Jacques Becker was a director who played with a number of different genres. Touchez Pas au Grisbi (1954) (roughly translated as ‘don’t touch my loot’) is a crime film, or specifically a gangster film. But the action, of which there is plenty is not the thrust of the film but the relationship between two friends, ageing members of the criminal underworld who have clearly had modest success. Alone, Touchez Pas au Grisbi revived the crime film in post-war France that led to the better known Rififi (1955) and culminated in the likes of Borsalino (1970) and The Sicilian Clan (1969), but it also reignited the career of the films leading man, Jean Gabin who had been France’s biggest star in the pre-war period.
The film opens and closes with the laid back jazz harmonica score by Jean Wiener. It is played throughout as a running theme in the film and can today be easily recognised as one of the classic scores for a French film. The opening tracking shot is an almost 360° shot of the Paris streets as it pans around with Sacre Couer in Montmatre being the most recognisable building over the rooftops. The camera then pans down to the Pigalle district of northern Paris, still known as Paris’s Red Light District of stripclubs and nightclubs. This is the locale where the protagonists of the film mix, work and play. The main charater is Max (Gabin) who is dining with his friend Riton (René Dary), two criminals who have knocked around with each other for years, but are this evening celebrating the success of their recent job in Orly in which they have stolen 50 million francs of gold bullion. After the meal at their meal they go to a cabaret club (or sort of classier stripclub) where they are both dating a couple of the girls (Dora Doll and Jeanne Moreau in an early role). But Riton later confesses to Max that he has told his girl, Josy (Moreau) that he has done the job and that he and Max have the money stashed away. Max is furious at Riton, understanding that his stripper girlfriend is a fly-by-night who would easily squeal to a rival gang or even to the police. He catches Josy in an amorous position with another rival, Angelo (Lino Ventura in his first role before this Italian actor became a very popular star in France). Now Max realises that he and Riton must fence the gold and he uses an uncle to do just this, but is ripped off even by him.
All the while Max realises that his friend has put them in danger and cost them dearly never the less one of the driving forces of the film is the lengths he will go to protect his old friend and comrade. The plot seems to be taking the term as thick as thieves literally, with the action and crime what Hitchcock would call the MacGuffin that is the plot that is a front to the real meaning of the film. As a genre film this is a gangster film as we see one tough guy against another, equalling such classics as those Hollywood Warner Brothers films with James Cagney facing off Humphrey Bogart with their icy cool behaviours. It is not in the strictest sense an average crime film or crime caper as we don’t see the crime being committed. Gabin is as cool as a cucumber with his stoney expression never faltering. He looks immaculate in his suits and always knoed exactly what to do unlike his friend Riton who pays a price for his indiscretion. The action too is equal to anything in a 1930s Hollywood gangster film with an exciting shootout in the films conclusion.

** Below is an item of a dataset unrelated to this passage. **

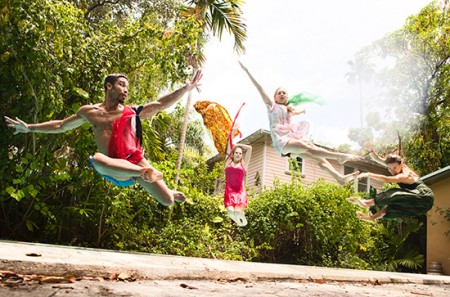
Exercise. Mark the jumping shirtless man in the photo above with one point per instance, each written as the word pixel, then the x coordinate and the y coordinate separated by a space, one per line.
pixel 120 158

As with the other films in this selection of films by Jacques Becker released by Studiocanal there are a similar host of extra including a discussion of the film by Ginette Vincendeau who details the origins of the film from the sordid novel by Georges Simonin in which Becker softened the characters and made them more acceptable. Others include an affectionate talk by Becker’s son who remembers details of his father making the film and his impressions of Gabin, as well as a vintage interview with Moreau from 1957 in which she discusses her first time on set with Gabin, whom she described as very stern and grumpy when he first came onto the set.